Some of the most popular BNPL programs are offered by providers like Afterpay, Klarna, Affirm, and even PayPal.
Bruce McClary, a spokesperson for the National Foundation for Credit Counselling, said the growing popularity of BNPL signals “an increase of short-term debt on top of the more than $1 trillion in outstanding credit card balances.”
Although data on BNPL programs is hard to come by, Adobe Analytics reported a sharp uptick in their usage during this year’s Cyber Week sales event.
In fact, it's estimated that BNPL contributed $940 million to online spending over the five-day sales event, an increase of 42.5% compared to 2022.
For November, "buy now, pay later" spending reached a staggering $8.3 billion—up 17% from last year.
While BNPL lets consumers kick the debt can further down the road, experts warn that these programs pose a great danger to personal finances and are a ticking time bomb for the economy.

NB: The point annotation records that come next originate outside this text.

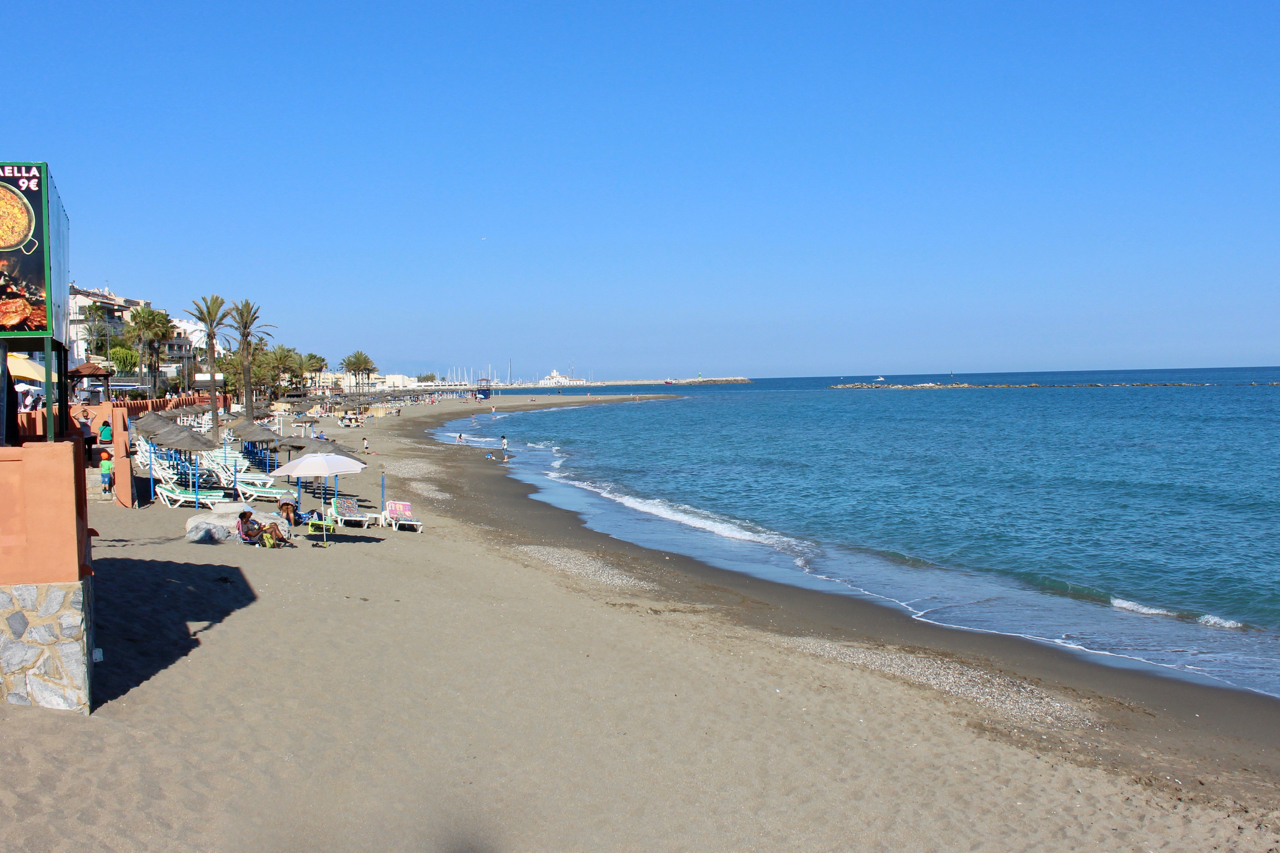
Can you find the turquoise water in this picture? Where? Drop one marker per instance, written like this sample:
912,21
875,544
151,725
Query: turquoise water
1133,523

An “unregulated danger zone”
A recent report by Wells Fargo economists called phantom debt an “unregulated danger zone” that could give customers “a false security in which many small payments add up to one big problem.”
Wells Fargo estimates that "buy now, pay later" loans will reach roughly $46 billion this year. By comparison, a 2019 report by the Consumer Finance Protection Bureau found that the five largest BNPL providers originated about $2 billion worth of loans that year.
Nevertheless, Wells Fargo cautioned that these numbers should be taken with a grain of salt.
“Until there is a definitive measure for it, there is no way to know when this phantom debt could create substantial problems for the consumer and the broader economy,” the report said.
A spokesperson for Affirm, a BNPL financial services provider, told The New York Times that the company only extends credit to customers who “have the ability and willingness to repay above that of revolving credit accounts.”
The company reported a 2.4% delinquency rate in its most recent quarter, which is less than the national average of 3% for credit card loans, according to Fed data.
Afterpay, another leading BNPL provider, has struggled with a higher delinquency rate in recent years. In 2022, more than 4% of the company’s outstanding loan dollars were past due by 60 days or more, according to Fitch Ratings.
America’s addiction to credit grows
Americans have long turned to credit cards to finance big purchases, but economists say households are now relying on credit to cover everyday living expenses.
Experts think that's an obvious canary in the coal mine, suggesting the economy isn't working as it's supposed to.
If credit card usage increases when inflation is high, and the economy is slowing, it suggests that “an increasing number of consumers are being forced to use credit cards to make ends meet,” said Stephane Renevier, a senior global markets analyst at financial research firm Finimize.
In an interview with Bloomberg, Bruce McClary of the National Foundation for Credit Counselling said: “Consumers have leaned on their available lines of credit for necessities—things we expect consumers to be able to pay with the cash they have on hand.”
“But they’re running out of room,” he warned.
Research from Bankrate shows that nearly 50% of Americans carry revolving debt—a sharp increase from 39% a year ago. Meanwhile, credit card debt jumped by a whopping third in just two years.